As extrações do analito da matriz foram executadas em cartuchos EFS em fase reversa C-8. A fase sólida foi condicionada pela adição de porções sucessivas de 6 mL de hexano, 6 mL de metanol e 10 mL de água. A seguir, um volume de 2 mL de amostra (leite ou leite fortificado) foi percolado pela fase de extração. A fase sólida foi eluída com 2 mL de hexano, sendo o eluato desprezado.
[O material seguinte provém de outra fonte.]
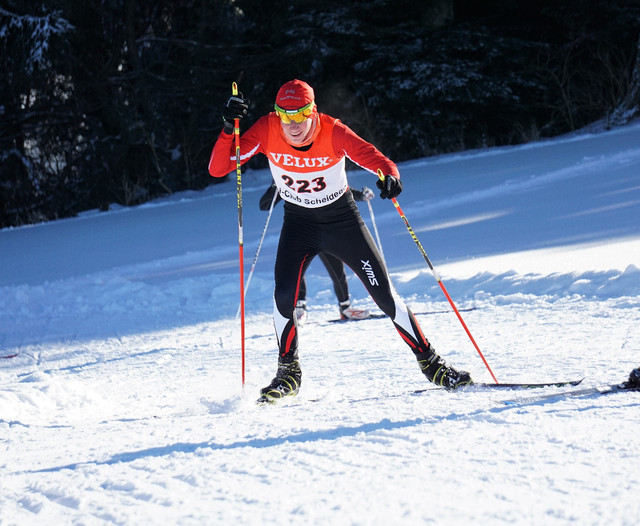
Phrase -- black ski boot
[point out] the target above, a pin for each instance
(286, 383)
(438, 372)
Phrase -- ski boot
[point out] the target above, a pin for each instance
(438, 372)
(347, 312)
(301, 312)
(286, 383)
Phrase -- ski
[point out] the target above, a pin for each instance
(377, 316)
(507, 386)
(588, 391)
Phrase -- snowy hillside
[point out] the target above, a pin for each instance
(123, 403)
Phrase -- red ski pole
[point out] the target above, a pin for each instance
(236, 132)
(437, 277)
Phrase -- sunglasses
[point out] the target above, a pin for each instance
(298, 116)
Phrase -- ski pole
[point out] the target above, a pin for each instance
(375, 229)
(437, 277)
(255, 258)
(236, 132)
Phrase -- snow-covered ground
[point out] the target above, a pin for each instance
(124, 404)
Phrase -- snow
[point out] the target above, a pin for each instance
(124, 404)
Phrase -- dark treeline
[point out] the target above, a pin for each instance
(117, 101)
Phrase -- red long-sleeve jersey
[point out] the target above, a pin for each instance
(312, 176)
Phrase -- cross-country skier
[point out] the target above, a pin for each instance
(334, 267)
(306, 151)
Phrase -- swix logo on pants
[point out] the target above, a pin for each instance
(366, 266)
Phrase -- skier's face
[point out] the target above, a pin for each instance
(297, 132)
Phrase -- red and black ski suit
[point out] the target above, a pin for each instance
(320, 215)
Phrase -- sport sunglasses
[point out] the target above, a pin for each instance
(299, 115)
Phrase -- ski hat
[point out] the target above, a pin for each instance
(294, 94)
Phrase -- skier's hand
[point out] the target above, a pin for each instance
(390, 187)
(367, 194)
(235, 108)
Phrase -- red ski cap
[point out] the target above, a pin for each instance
(294, 94)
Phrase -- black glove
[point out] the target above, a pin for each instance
(390, 187)
(235, 108)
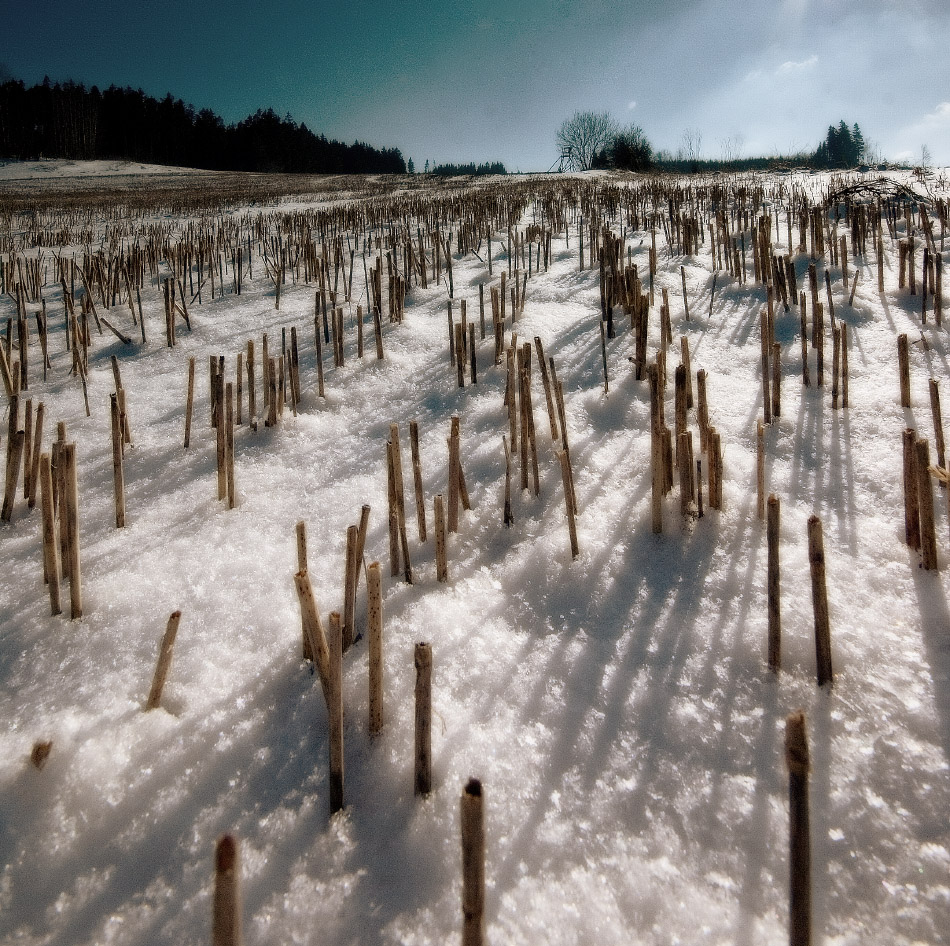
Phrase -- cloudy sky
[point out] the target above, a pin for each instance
(463, 80)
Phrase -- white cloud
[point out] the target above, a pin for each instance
(939, 117)
(792, 66)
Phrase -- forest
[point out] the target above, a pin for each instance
(68, 120)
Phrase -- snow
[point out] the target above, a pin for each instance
(617, 707)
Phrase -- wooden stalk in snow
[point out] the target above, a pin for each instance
(423, 756)
(473, 864)
(226, 921)
(164, 662)
(819, 592)
(375, 632)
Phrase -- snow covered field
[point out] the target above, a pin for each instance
(617, 707)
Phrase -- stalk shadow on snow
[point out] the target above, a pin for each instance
(138, 859)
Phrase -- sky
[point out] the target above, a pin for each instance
(492, 80)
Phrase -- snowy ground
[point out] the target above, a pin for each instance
(617, 707)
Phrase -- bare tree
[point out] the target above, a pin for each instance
(730, 148)
(583, 136)
(692, 144)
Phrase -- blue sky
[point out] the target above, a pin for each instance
(447, 80)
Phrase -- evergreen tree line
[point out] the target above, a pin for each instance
(594, 140)
(456, 170)
(842, 147)
(67, 120)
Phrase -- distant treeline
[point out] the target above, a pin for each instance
(456, 170)
(66, 120)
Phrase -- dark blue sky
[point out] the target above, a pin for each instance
(447, 80)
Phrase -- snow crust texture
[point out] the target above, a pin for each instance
(617, 707)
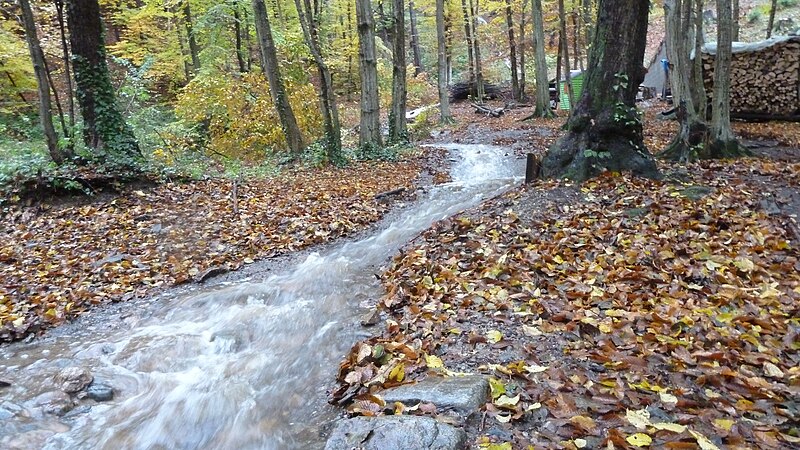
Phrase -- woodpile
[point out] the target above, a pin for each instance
(765, 78)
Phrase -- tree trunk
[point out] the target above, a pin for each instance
(271, 68)
(67, 66)
(565, 53)
(477, 50)
(237, 30)
(398, 131)
(369, 136)
(194, 50)
(770, 24)
(42, 85)
(469, 39)
(327, 97)
(417, 54)
(523, 96)
(512, 49)
(104, 128)
(679, 41)
(441, 65)
(542, 81)
(722, 143)
(604, 131)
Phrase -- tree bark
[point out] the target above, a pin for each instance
(271, 68)
(398, 131)
(42, 85)
(770, 24)
(512, 50)
(542, 81)
(327, 97)
(416, 52)
(679, 42)
(194, 50)
(104, 128)
(441, 65)
(721, 141)
(604, 131)
(369, 136)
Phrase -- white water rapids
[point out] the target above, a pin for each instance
(241, 366)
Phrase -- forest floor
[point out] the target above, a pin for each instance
(61, 257)
(618, 313)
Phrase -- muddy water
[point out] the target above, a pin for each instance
(243, 366)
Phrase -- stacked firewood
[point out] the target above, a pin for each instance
(765, 78)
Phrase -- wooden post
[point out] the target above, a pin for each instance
(532, 168)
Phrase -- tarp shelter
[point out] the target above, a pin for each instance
(576, 79)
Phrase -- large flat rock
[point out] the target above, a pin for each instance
(395, 432)
(464, 395)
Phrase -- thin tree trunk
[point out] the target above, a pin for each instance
(194, 50)
(416, 52)
(370, 127)
(542, 81)
(441, 65)
(398, 131)
(773, 6)
(237, 31)
(512, 46)
(67, 66)
(722, 143)
(565, 53)
(271, 68)
(104, 128)
(604, 131)
(43, 87)
(328, 107)
(522, 47)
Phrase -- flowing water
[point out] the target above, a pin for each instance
(241, 366)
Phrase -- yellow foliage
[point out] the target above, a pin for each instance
(239, 114)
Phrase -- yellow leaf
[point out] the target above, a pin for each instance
(640, 419)
(434, 362)
(669, 426)
(639, 440)
(494, 336)
(703, 441)
(724, 424)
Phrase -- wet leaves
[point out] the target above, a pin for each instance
(672, 327)
(58, 263)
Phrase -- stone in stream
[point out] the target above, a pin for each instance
(73, 379)
(464, 395)
(395, 432)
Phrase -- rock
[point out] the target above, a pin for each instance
(73, 379)
(464, 395)
(100, 392)
(56, 403)
(395, 432)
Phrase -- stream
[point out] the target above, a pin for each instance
(240, 365)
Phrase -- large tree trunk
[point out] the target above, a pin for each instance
(770, 24)
(417, 54)
(104, 128)
(441, 65)
(42, 85)
(721, 141)
(369, 136)
(194, 49)
(679, 42)
(542, 81)
(604, 131)
(269, 64)
(512, 49)
(398, 131)
(328, 107)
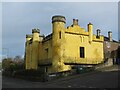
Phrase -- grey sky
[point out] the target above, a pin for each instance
(19, 18)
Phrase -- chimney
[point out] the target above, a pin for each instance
(98, 33)
(110, 35)
(75, 21)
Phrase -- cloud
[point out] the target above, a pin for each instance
(20, 18)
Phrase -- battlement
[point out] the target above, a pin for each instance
(36, 30)
(29, 36)
(58, 18)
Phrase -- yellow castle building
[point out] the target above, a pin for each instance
(64, 47)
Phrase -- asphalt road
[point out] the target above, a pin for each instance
(104, 79)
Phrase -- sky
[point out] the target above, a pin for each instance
(19, 18)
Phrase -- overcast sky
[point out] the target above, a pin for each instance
(19, 18)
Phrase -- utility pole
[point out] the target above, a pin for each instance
(6, 50)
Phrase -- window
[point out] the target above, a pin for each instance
(60, 35)
(82, 52)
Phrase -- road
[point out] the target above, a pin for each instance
(104, 79)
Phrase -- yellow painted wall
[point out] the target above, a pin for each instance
(64, 48)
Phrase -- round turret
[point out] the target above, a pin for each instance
(58, 18)
(28, 36)
(35, 30)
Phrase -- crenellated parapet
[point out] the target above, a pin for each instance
(58, 18)
(35, 30)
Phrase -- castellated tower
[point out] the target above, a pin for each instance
(90, 31)
(58, 42)
(35, 48)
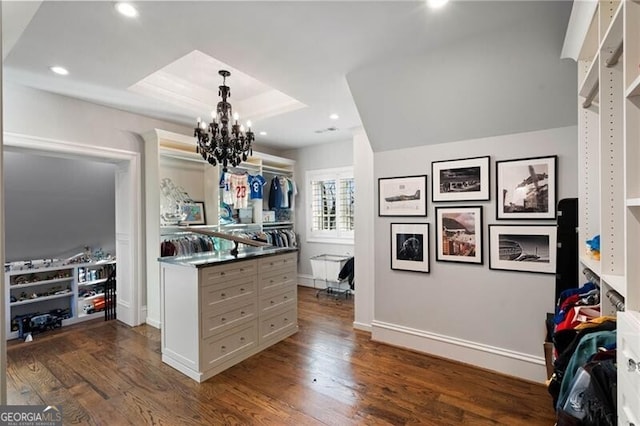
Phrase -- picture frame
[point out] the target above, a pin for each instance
(523, 248)
(410, 247)
(459, 234)
(465, 179)
(195, 214)
(526, 188)
(402, 196)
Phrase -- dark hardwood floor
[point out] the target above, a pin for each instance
(109, 374)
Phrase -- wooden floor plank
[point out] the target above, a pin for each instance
(106, 373)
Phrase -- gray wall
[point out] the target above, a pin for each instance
(339, 154)
(55, 206)
(502, 309)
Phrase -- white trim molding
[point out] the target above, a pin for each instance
(505, 361)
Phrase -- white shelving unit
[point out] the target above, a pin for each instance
(173, 155)
(59, 287)
(609, 177)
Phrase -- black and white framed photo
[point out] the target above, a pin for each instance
(402, 196)
(526, 188)
(410, 247)
(459, 234)
(460, 180)
(527, 248)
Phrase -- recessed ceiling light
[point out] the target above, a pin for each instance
(436, 4)
(59, 70)
(127, 10)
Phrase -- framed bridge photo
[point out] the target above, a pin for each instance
(402, 196)
(465, 179)
(523, 248)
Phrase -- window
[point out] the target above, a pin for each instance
(330, 216)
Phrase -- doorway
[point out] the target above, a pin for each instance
(128, 223)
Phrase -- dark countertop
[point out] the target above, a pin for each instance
(202, 260)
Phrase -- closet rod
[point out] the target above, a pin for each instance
(615, 56)
(616, 300)
(591, 96)
(591, 276)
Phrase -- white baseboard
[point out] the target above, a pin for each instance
(505, 361)
(362, 326)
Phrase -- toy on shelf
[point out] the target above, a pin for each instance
(593, 247)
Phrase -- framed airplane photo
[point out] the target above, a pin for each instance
(460, 180)
(402, 196)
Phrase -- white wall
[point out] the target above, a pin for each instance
(364, 230)
(56, 206)
(339, 154)
(494, 319)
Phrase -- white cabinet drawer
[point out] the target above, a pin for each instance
(274, 325)
(218, 320)
(278, 279)
(278, 262)
(218, 274)
(226, 345)
(237, 290)
(273, 301)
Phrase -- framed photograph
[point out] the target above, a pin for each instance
(460, 180)
(194, 213)
(402, 196)
(528, 248)
(410, 247)
(459, 234)
(526, 188)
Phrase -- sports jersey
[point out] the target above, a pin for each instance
(256, 183)
(239, 190)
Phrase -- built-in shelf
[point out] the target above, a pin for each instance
(271, 224)
(31, 284)
(95, 296)
(85, 283)
(616, 282)
(592, 264)
(41, 299)
(634, 88)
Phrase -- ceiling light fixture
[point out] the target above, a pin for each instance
(436, 4)
(217, 143)
(126, 9)
(59, 70)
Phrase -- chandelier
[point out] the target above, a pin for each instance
(219, 142)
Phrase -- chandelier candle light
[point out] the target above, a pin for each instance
(216, 142)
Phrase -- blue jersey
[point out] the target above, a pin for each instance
(255, 184)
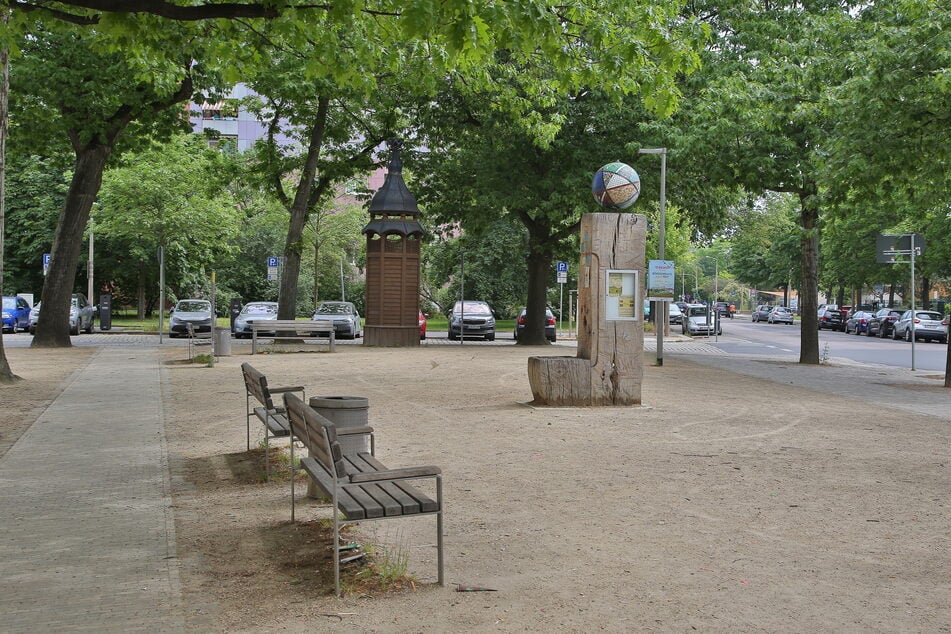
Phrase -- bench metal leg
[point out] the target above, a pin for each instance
(439, 555)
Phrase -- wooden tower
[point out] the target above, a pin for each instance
(393, 240)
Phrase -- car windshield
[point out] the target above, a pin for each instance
(259, 309)
(472, 308)
(334, 309)
(192, 307)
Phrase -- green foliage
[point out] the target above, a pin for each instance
(35, 191)
(170, 196)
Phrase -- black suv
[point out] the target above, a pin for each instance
(831, 317)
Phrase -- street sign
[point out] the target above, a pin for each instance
(889, 248)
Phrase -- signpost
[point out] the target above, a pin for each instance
(562, 278)
(887, 247)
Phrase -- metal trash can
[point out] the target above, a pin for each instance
(222, 341)
(346, 411)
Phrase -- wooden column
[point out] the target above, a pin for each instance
(608, 369)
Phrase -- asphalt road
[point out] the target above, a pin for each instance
(740, 336)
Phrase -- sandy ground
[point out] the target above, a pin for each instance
(729, 503)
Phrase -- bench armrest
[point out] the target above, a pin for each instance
(280, 390)
(395, 474)
(350, 431)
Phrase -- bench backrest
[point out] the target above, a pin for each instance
(256, 385)
(317, 433)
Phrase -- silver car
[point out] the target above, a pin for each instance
(254, 311)
(196, 312)
(928, 325)
(698, 320)
(344, 315)
(780, 315)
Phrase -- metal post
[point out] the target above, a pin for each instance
(343, 296)
(913, 302)
(161, 292)
(661, 313)
(90, 270)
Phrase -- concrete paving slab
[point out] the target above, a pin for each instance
(87, 539)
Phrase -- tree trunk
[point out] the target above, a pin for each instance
(6, 374)
(52, 328)
(287, 302)
(539, 268)
(809, 291)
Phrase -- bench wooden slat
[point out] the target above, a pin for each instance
(382, 493)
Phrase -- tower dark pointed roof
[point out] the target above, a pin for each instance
(394, 199)
(394, 196)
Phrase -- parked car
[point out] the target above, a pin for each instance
(780, 315)
(16, 314)
(857, 322)
(831, 317)
(698, 320)
(675, 315)
(345, 317)
(82, 314)
(550, 324)
(928, 325)
(196, 312)
(251, 312)
(761, 312)
(472, 319)
(882, 323)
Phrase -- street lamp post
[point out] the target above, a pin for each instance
(660, 322)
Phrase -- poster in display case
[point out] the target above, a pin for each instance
(622, 295)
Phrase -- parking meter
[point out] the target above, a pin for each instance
(235, 310)
(105, 311)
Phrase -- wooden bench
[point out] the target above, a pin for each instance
(273, 417)
(292, 329)
(360, 487)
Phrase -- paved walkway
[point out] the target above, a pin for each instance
(87, 537)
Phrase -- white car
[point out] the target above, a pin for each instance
(928, 324)
(254, 311)
(196, 312)
(699, 320)
(344, 315)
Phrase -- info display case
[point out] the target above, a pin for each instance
(622, 296)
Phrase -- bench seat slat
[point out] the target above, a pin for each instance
(411, 499)
(276, 421)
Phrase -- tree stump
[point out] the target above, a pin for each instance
(608, 369)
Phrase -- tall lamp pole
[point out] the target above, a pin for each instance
(661, 315)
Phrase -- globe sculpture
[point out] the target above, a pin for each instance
(616, 186)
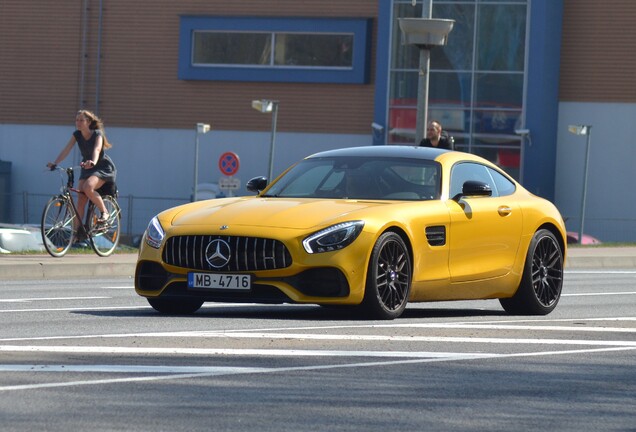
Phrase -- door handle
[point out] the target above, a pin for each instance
(504, 211)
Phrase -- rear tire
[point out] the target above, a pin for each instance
(104, 237)
(542, 280)
(175, 306)
(388, 278)
(57, 226)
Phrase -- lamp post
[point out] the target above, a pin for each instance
(269, 106)
(202, 128)
(425, 33)
(587, 131)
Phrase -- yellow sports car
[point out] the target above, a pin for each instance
(367, 227)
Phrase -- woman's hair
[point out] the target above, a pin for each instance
(95, 124)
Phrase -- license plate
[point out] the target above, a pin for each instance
(219, 281)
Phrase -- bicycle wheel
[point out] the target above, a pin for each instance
(104, 237)
(57, 226)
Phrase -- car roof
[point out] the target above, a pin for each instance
(399, 151)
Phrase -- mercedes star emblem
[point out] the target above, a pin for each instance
(218, 253)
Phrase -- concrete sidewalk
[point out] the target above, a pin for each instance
(72, 266)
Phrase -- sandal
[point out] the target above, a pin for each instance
(103, 218)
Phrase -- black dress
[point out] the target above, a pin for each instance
(105, 168)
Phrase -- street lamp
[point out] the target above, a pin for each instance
(587, 131)
(202, 128)
(269, 106)
(425, 33)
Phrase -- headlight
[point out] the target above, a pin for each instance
(154, 233)
(333, 238)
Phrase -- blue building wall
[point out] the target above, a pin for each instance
(542, 98)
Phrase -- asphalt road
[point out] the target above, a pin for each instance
(91, 355)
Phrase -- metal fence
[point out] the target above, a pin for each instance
(26, 209)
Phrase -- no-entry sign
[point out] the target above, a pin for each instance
(229, 163)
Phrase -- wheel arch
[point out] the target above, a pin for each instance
(405, 238)
(558, 234)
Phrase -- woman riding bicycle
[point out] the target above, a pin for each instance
(97, 167)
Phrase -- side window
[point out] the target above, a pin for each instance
(465, 171)
(502, 183)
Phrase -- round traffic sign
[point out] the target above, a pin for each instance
(229, 163)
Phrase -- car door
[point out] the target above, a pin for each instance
(485, 231)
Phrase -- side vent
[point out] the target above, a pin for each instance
(436, 235)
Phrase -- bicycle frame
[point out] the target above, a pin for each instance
(80, 228)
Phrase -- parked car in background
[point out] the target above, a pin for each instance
(15, 238)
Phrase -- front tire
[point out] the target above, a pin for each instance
(542, 280)
(175, 306)
(389, 276)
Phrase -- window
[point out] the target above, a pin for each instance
(463, 172)
(504, 186)
(274, 49)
A eluição do analito retido foi realizada com 10 mL de metanol. O extrato alcoólico foi seco por adição de sulfato de sódio anidro e filtrado através de um funil simples para um balão-pêra. O balão contendo o extrato foi levado ao rotavapor e o solvente cuidadosamente evaporado a 32 ± 2 ºC. Após a máxima evaporação, o balão foi retirado do rotavapor e purgado com um fluxo de nitrogênio para garantir a completa eliminação do solvente. A seguir, o extrato obtido foi dissolvido com 1 mL da fase móvel (acetonitrila 20% em KH2PO4 aq. 0,01 mol L-1). A amostra assim preparada foi filtrada através do filtro de nylon e encaminhada para análise.

Para a construção da curva analítica foram utilizados seis níveis de concentração do padrão: 50, 100, 150, 200, 300 e 500 µg L-1. Cada ponto da curva representa a média de quatro medidas consecutivas. A curva analítica de amostra fortificada foi obtida a partir de amostras de leite fortificadas com o padrão com 20, 40, 60, 80 e 120 µg L-1. As amostras fortificadas foram submetidas ao procedimento de extração descrito. Também neste caso, cada ponto da curva representa a média de quatro medidas consecutivas.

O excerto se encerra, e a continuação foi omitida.